Russia’s State Duma has passed in its first reading a draft law clearly aimed at speeding up the appropriation of huge amounts of private property in occupied parts of Donetsk, Luhansk; Kherson and Zaporizhzhia oblasts. Once in force, the bill will not only formalize the aggressor state’s already rampant seizure of property claimed to be ownerless but will also significantly reduce the amount of time Ukrainians have to establish their right to their own property.
Duma readings and votes are a mere formality, and there is every reason to assume that the bill adopted in its first reading on 19 November 2025 will shortly become law. News of Donbas explains why the new bill will have a catastrophic effect for Ukrainians hoping to establish their property rights. On 14 March 2025, Russian leader Vladimir Putin issued a decree ordering the creation of ‘special regional commissions’ to take applications from Ukrainians for ‘permission’ to register their own property. Once an owner, not living on occupied territory, receives such permission, they can formalize power of attorney at a Russian consulate for a person to go to occupied territory to register the property.

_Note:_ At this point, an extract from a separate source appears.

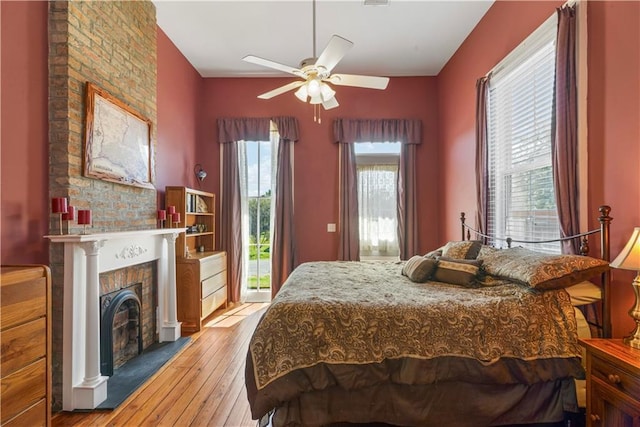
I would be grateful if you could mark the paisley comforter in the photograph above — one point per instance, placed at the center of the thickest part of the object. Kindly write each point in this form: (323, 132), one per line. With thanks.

That did mean that Ukrainians could, at least, hope to establish their property rights without themselves trying to get to occupied territory, which is difficult and has, on many occasions, led to Ukrainians either disappearing or being arrested and sentenced to huge terms of imprisonment. It was, in fact, always a fairly limited option. There are no such consulates in government-controlled Ukraine, and it is by no means easy to find such a person to give power of attorney, especially since the person must be in, or travel to occupied territory (or Russia) and should, ideally have Russian citizenship. There was, however, also a law, signed by Putin in July 2025, which said that Ukrainians could apply through these ‘commissions’ for permission to register their own property until 1 January 2028.
That now looks set to change with the bill passed in its first reading on 19 November proposing to bring the deadline for such applications forward to 1 July 2026. This will all but eliminate any chance of Ukrainians establishing their property rights to land while it remains under Russian occupation.
Having thus massively increased the number of properties to be treated as ‘ownerless’, the Russian legislators then propose, through this same bill, to continue, while purporting to legalize, the already establishing practice by the occupation ‘authorities’ of ‘confiscating’ such property.
Legislators of an invading power, which mercilessly bombed and shelled Ukrainian cities propose that the purportedly ‘ownerless’ residential properties be handed to residents whose own homes were destroyed or made uninhabitable “as the result of military action or acts of aggression against the RF”. A practice, already widely seen in occupied Mariupol, would now be allowed in legislation, with the possibility also allowed of selling or renting it to “citizens of the RF”.
The bill’s objective, it is claimed, is to speed up “the integration” of these newly occupied territories into the RF. In fact, what Russia is very evidently trying to do is to eliminate Ukrainian identity on Ukrainian soil, with various methods used. While all Ukrainians are, to varying degrees, viewed with suspicion, the first task is to ensure that all residents of occupied territory have Russian citizenship. A decree issued by Putin on 20 March 2025 actually set a deadline of 10 September 2025 to receive such citizenship or risk being forcibly deported from their own homeland (see: Ukrainians in occupied Ukraine without Russian citizenship labelled ‘foreigners’ and face deportation).
As already seen in occupied Crimea, it seems clear that another plan for destroying Ukrainian identity is by settling large numbers of Russians on occupied territory. In April 2025, Petro Andriushchenko, Director of the Occupation Research Centre and former Adviser to the Mayor of Mariupol, reported the “total plundering of Mariupol residents”. He said that the number of apartments which were being confiscated as ‘ownerless’, despite having owners was increasing by the day. This was confirmed by the publication 0629.com, which scrutinized the latest list of supposedly ownerless apartments and found that the owners of many were living in them (or trying to) (see: Russia intensifies plunder in policy to bring in Russians and eliminate Ukrainian identity in occupied Ukraine)
As is almost always the case, Moscow’s evident political aims in trying to eliminate Ukrainian identity by forcing its citizenship; imprisoning or deporting Ukrainians viewed as unreliable (unwilling to be ‘russified’) and bringing in Russians, are combined with corrupt motives. While always dangerous, since late 2024, it has also become increasingly difficult for Ukrainians to return to their own cities under Russian occupation, with the waiting time at Sheremetyevo Airport in Moscow huge and the ‘filtration’ measures often concentrating, not only on the person’s views about the war, about Ukraine’s territorial integrity, etc., but also on every scrap of property that the person possess. RIA-Melitopol wrote earlier in 2025 that there are grounds for assuming that the Russian FSB at the airport have lists of property which the invaders want confiscated.